October True Crime: My Father’s Shadow: The Sam Sheppard Story (dir by Peter Levin)


On July 3rd, 1954, Marilyn Sheppard was murdered in her bedroom.

The wife of a prominent neurosurgeon, Marilyn Sheppard was bludgeoned to death in her own bedroom.  Her husband, Sam Sheppard, claimed that he had fallen asleep on a downstairs couch and was woken up by the sound of his wife screaming.  Sheppard said that, when he ran upstairs to the bedroom, he saw a bushy-haired man in the shadows.  The man hit Sheppard, knocking him out.  When Sheppard came to, he saw the man fleeing the house and chased after him.  The two fought outside and again, Sheppard was knocked out.
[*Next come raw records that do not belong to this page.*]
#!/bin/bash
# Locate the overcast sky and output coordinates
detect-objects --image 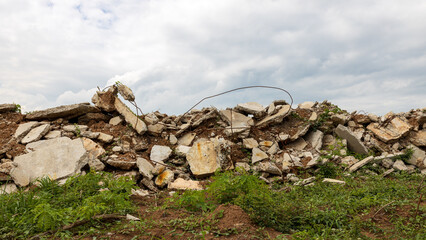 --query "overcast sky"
[0,0,426,115]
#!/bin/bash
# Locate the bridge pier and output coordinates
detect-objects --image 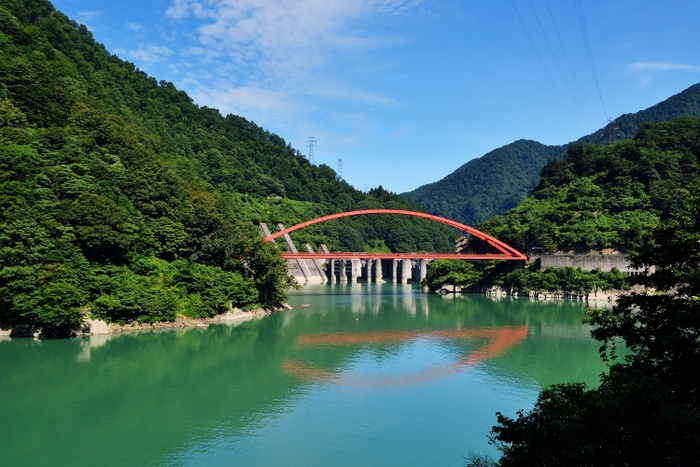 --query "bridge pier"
[326,259,338,284]
[337,259,348,282]
[401,259,411,284]
[350,259,362,282]
[418,259,428,282]
[367,259,382,282]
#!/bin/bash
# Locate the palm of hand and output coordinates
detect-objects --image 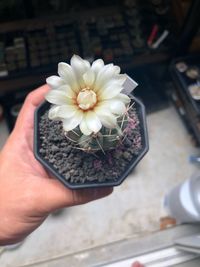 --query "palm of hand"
[0,86,112,245]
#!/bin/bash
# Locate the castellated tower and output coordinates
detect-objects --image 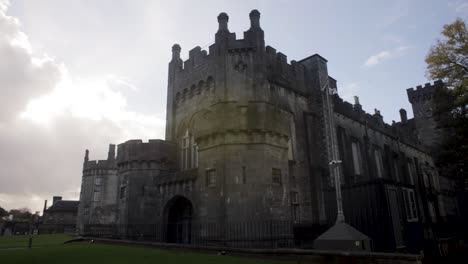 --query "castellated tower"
[407,81,446,153]
[166,10,335,227]
[78,144,118,231]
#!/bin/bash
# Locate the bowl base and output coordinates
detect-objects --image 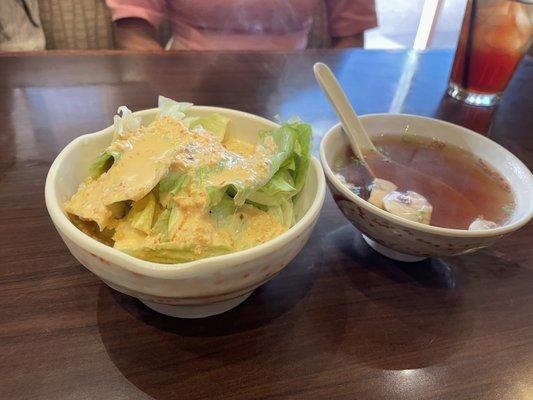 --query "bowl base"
[363,235,428,262]
[139,291,253,318]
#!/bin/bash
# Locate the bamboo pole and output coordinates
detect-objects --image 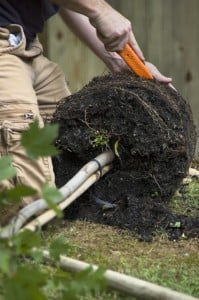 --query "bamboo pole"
[0,150,115,237]
[42,250,198,300]
[22,165,111,231]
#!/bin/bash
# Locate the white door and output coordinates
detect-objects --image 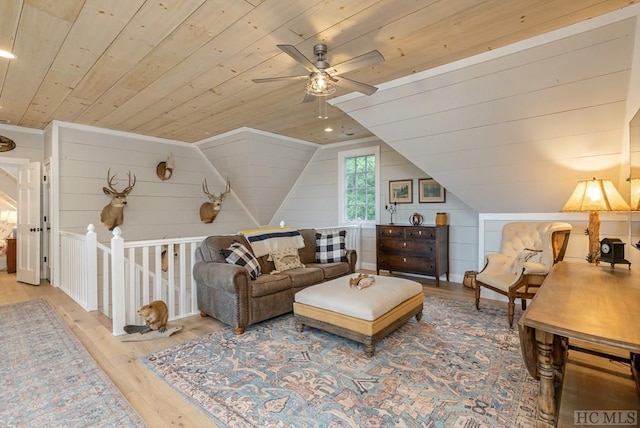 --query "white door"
[16,162,42,285]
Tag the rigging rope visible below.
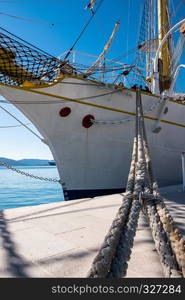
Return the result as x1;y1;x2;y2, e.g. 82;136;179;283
0;12;55;26
87;89;185;278
64;0;104;61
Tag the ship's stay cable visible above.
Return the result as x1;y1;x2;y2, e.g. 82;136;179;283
0;105;43;142
0;12;55;26
64;0;105;61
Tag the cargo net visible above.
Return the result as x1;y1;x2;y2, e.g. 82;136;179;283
0;33;71;86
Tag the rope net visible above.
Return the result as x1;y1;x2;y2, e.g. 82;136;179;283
0;33;71;86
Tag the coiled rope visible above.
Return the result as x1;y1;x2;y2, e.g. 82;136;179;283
87;89;185;278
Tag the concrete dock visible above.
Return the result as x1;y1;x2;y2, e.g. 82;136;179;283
0;185;185;278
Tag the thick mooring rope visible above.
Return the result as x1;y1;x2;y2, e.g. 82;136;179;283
88;89;185;278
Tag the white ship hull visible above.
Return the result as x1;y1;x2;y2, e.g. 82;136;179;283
1;76;185;199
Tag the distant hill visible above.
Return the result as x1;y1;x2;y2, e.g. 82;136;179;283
0;157;54;166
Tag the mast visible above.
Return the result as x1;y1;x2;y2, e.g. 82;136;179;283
158;0;171;92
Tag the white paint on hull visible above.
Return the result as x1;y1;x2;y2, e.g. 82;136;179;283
1;78;185;190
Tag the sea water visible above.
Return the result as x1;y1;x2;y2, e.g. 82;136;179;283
0;166;64;209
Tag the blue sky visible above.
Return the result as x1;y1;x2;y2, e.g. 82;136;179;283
0;0;185;159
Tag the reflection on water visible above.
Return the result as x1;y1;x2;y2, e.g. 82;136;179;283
0;166;64;209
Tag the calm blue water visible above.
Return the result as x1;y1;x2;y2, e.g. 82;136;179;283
0;166;64;209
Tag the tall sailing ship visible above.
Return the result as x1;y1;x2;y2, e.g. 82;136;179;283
0;0;185;199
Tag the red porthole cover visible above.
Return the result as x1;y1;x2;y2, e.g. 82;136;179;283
59;106;71;117
82;115;95;128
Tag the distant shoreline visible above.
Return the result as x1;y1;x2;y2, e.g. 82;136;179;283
0;157;56;167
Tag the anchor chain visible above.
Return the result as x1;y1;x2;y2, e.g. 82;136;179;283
0;161;63;184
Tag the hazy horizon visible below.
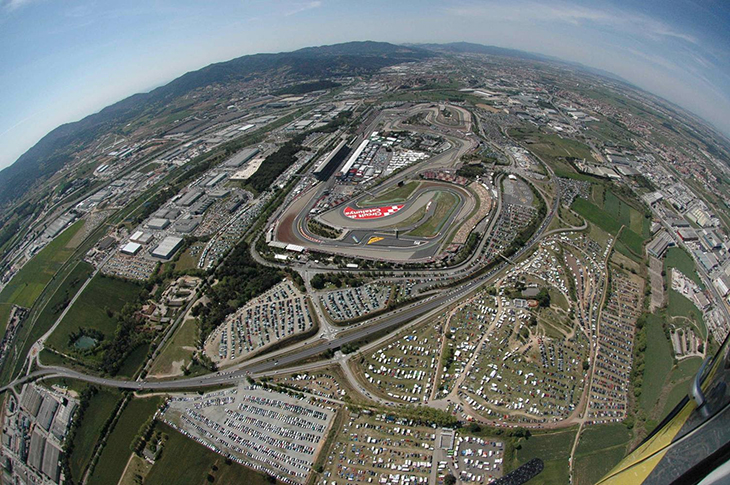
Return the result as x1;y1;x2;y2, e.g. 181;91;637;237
0;0;730;168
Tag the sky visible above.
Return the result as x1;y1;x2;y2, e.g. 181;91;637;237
0;0;730;168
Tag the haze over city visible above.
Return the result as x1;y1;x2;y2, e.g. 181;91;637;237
0;0;730;167
0;0;730;485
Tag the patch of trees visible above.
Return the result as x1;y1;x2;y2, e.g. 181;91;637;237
456;163;489;180
192;242;285;341
68;327;104;347
505;179;547;257
248;135;305;192
96;302;150;375
535;288;550;308
248;113;350;192
61;386;99;483
307;219;342;239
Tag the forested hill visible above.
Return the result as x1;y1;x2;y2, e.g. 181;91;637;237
0;41;435;206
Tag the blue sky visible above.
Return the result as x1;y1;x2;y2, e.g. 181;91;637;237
0;0;730;168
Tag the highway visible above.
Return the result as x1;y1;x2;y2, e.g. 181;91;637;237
0;102;560;391
0;170;559;391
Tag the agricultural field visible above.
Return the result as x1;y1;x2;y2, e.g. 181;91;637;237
661;357;702;416
664;247;704;288
639;315;672;416
144;423;272;485
0;220;84;332
575;423;631;485
509;127;598;182
667;289;707;338
571;198;644;259
69;388;121;481
88;397;162;485
148;317;198;378
513;428;576;483
47;274;142;360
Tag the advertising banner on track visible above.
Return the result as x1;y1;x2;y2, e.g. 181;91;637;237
344;204;404;219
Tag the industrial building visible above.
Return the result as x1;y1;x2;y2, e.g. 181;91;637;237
177;190;203;207
172;218;200;234
44;214;75;238
314;140;350;182
147;217;170;229
152;236;183;259
646;231;674;258
122;242;142;255
223;147;259;167
205;173;226;187
129;231;152;244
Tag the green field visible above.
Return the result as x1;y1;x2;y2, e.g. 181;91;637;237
662;357;702;416
408;192;458;237
509;127;598;182
571;199;644;258
69;388;121;482
149;319;198;377
47;274;141;362
664;247;704;288
639;315;673;416
574;423;631;485
0;221;84;333
144;423;269;485
360;180;421;206
117;344;150;378
88;397;164;485
139;162;160;173
515;428;576;484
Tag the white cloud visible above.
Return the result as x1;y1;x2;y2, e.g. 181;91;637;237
447;1;699;44
0;0;36;11
284;0;322;17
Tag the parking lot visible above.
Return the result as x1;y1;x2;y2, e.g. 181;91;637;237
162;385;335;483
438;434;504;483
205;280;314;365
319;412;436;485
320;284;391;322
360;322;442;403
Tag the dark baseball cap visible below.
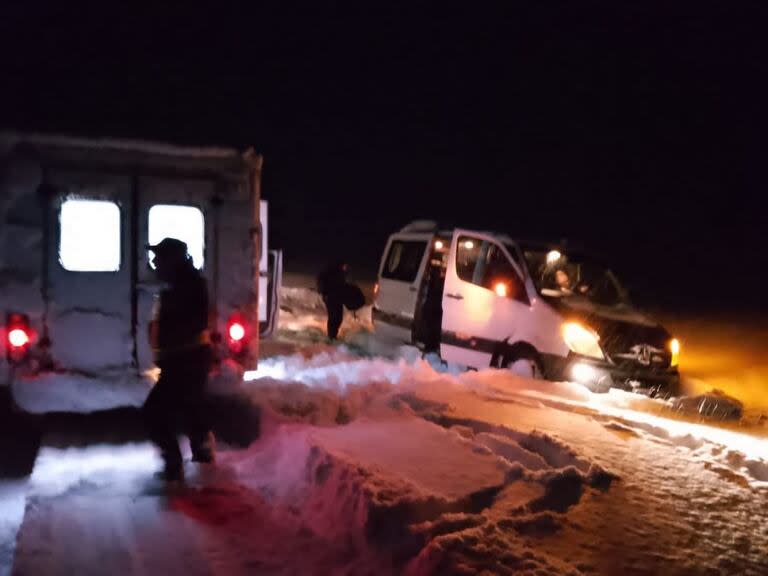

The police did not believe Sam Sheppard’s story and, after days of headlines that flat out accused him of being the murderer, he was arrested and charged with murdering his pregnant wife.  The press had a field day with the story and the trial was frequently described as being a circus.  Sheppard’s case was damaged by the revelation that he had cheated on his wife multiple times.  Contemporary accounts of the trial portrayed Sheppard as being cocky and arrogant.  As the jury was not sequestered, they saw every tabloid headline about Sheppard.  After deliberating for four days, the jury found Dr. Sam Sheppard guilty of murdering his wife.  He was sentenced to prison.

Sheppard would stay in prison until 1966.  During that time, his mother committed suicide, his father died of an ulcer, and his former father-in-law also chose to end his own life.  Sheppard’s original attorney died in 1961 and his appeals were taken over by a young lawyer named F. Lee Bailey.  In 1966, Bailey argued before the U.S. Supreme Court that Sheppard was denied due process due to the jury not being sequestered.  The Supreme Court agreed and granted Sheppard a new trial.  This time, with the flamboyant Bailey defending him, Sheppard did not testify and the defense focused on the lack of any real evidence that would suggest Sheppard had lied about the Bushy-haired Man.  Sheppard was acquitted.

Today, if Sam Sheppard is remembered, it’s for inspiring The Fugitive, a show about a doctor wrongly accused of murder.  (The show aired while Sheppard was still in prison.)  The majority of online posts and articles that I’ve read about Sam Sheppard have always focused on the retrial and usually end with Sheppard leaving prison.  It’s rare that Sheppard’s life after prison is discussed,  That’s probably because it’s a very sad story.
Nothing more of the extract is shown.